Trump isn’t just talking tough—he’s deploying serious muscle, including the mighty USS Gerald Ford, the planet’s largest aircraft carrier, backed by nuclear subs, destroyers, cruisers, and thousands of troops to send a clear message.
Maduro has clung to power in Venezuela since 2013, stealing elections in 2019 and 2023 that he probably lost by huge margins, according to watchdogs who saw through his fraud.
Even as his country crumbles under economic ruin, crippling sanctions, and global shunning, Maduro stays arrogant and unyielding.
Venezuelan freedom fighter and 2025 Nobel Peace Prize recipient Maria Corina Machado shared with the New York Post her hope that ousting Maduro would bring back millions of exiles eager to rebuild their homeland.
“This regime systematically and intentionally looked to expel millions of Venezuelans. Imagine if one-third of the US population had to flee? This is devastating for us,” she said last month.
“The day Maduro goes, you will see hundreds of thousands of Venezuela from all over the world and the US coming back home.”

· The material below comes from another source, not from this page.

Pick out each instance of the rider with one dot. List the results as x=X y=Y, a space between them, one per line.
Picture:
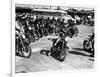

Right now, eight U.S. warships patrol the area, based on open Pentagon records, but that’s set to surge to 14 vessels and over 10,000 troops with the arrival of the USS Gerald R. Ford and its strike group.
The Ford, flanked by guided-missile destroyers like the USS Mahan, USS Winston S. Churchill, USS Bainbridge, USS Mitscher, and USS Forrest Sherman, departed Europe last week and should hit the Caribbean by week’s end.
This powerhouse buildup kicked off over two months ago when Trump ordered seven warships, including destroyers and a nuclear sub, with 4,500 personnel to Venezuelan waters on August 29.
Those forces have already hammered at least 14 drug boats from Venezuela, taking out more than 60 narco-thugs in strikes that Trump called a stroke of luck for America when speaking on 60 Minutes.
“Every one of those boats that you see shot down — and I agree it’s a terrible thing — but every one of those boats k*lls 25,000 Americans,” the president stated.
Adding to the naval punch, swarms of aircraft from F-35 fighters to B-52 bombers are dominating the skies, all coordinated from the revitalized Roosevelt Roads base in Puerto Rico, a Cold War relic now reborn as the hub of this operation.